For the retention model, we’ve continued to build and train a model for each club AND for each season, as we saw a greater predictive or accuracy over time, also based on including features that encapsulated ‘history’ for each customer up until that season as fully as possible.

For the acquisition model, we have modified the approach slightly using a single input of all acquisition events regardless of season, but still only one club at a time. This was based on the belief or the observation that people became members for roughly the same reasons regardless of season, whilst people ‘churned’ from becoming a member to a non-member based more on season -to -season performance and issues.

Decision trees are often cited as being on the more ‘open’ or ‘transparent’ end of the scale of classification techniques or approaches. However, we’ve succeeded in operationalising the retention model in to Club Sales and Marketing systems and programmes only by using the features or variables that ‘float to the top’ of the decision tree to construct a ‘risk factor’ matrix based on observed ‘real’ behaviour and change in these over time for the customer.

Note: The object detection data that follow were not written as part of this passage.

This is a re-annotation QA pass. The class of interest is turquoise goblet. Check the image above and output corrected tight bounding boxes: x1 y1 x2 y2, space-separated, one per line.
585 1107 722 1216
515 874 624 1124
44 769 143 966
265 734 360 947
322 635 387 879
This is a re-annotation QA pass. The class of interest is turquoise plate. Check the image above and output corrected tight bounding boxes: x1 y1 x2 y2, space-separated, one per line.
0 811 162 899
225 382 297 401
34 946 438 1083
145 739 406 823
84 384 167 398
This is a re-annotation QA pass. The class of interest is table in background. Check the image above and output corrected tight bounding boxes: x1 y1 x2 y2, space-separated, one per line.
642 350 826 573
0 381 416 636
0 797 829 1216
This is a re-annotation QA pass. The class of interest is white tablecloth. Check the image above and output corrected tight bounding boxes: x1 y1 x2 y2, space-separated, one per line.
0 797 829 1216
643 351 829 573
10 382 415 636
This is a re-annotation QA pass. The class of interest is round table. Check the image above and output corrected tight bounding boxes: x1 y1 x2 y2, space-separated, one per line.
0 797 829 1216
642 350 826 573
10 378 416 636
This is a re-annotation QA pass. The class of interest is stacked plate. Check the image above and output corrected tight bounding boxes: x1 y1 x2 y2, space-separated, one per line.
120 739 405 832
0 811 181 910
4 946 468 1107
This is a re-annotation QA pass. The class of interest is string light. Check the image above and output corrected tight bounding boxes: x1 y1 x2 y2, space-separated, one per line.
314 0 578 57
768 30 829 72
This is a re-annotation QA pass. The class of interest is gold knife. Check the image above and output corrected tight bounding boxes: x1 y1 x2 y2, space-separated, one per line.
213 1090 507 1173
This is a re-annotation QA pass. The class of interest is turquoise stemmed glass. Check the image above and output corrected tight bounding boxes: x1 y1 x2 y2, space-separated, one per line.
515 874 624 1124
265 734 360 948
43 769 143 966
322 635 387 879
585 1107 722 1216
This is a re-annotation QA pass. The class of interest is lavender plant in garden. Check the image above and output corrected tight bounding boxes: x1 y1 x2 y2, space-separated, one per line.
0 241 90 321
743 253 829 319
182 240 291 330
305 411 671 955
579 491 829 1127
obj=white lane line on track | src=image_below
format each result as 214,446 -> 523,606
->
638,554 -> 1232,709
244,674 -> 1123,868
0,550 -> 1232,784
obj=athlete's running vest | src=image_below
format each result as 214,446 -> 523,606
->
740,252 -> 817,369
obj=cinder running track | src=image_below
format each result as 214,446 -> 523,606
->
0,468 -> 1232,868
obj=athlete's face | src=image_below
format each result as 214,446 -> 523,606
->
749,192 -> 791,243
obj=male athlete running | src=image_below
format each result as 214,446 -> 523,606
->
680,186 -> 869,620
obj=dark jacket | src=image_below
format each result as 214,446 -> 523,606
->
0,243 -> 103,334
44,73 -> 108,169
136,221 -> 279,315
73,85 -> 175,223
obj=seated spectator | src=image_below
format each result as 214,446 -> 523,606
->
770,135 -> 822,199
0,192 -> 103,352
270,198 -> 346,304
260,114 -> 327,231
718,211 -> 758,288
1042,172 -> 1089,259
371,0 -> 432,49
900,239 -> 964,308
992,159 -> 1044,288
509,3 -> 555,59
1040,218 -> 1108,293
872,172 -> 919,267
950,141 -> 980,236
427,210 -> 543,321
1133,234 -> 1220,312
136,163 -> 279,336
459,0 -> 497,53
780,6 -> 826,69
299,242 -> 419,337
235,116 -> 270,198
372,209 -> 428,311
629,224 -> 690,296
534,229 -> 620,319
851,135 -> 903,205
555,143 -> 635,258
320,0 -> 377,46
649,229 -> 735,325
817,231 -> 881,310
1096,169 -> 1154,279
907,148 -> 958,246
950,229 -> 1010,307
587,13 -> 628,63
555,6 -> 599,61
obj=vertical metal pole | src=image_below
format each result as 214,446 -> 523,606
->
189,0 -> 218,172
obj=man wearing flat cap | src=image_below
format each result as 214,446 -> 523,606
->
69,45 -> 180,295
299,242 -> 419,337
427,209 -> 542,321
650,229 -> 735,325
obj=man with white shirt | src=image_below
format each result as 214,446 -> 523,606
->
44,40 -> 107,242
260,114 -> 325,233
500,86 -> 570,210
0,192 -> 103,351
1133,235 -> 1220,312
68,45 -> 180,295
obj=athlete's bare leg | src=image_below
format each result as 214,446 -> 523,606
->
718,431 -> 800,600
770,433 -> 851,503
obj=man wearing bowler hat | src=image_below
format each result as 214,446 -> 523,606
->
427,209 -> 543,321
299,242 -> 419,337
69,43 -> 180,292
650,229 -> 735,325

Here’s an example of feature or variable correlation for the STH Acquisition model:


What was particularly interesting here was the importance of the ‘Half Season Ticket’ holding in the previous season and then the ‘groupings’ represented by the other Half Season Ticket holders who lived with the same supporter. This points very clearly to the inter-relationships that we ‘know’ are important between individual supporters, and leads us towards a more Graph-based analytical approach to identify and analyse relationships at play at specific points in the customer life-cycle, life-stage and buying relationship with the Club.

Our industry or sector is still dominated by the ‘Season Ticket’, a ‘hero product’ that continues, like fine wine or an ageing Hollywood A-lister, to defy the years and live on to snaffle a majority of our clients time and attention and share of revenue. The more that we can do to understand the ‘patterns’ behind this, the better.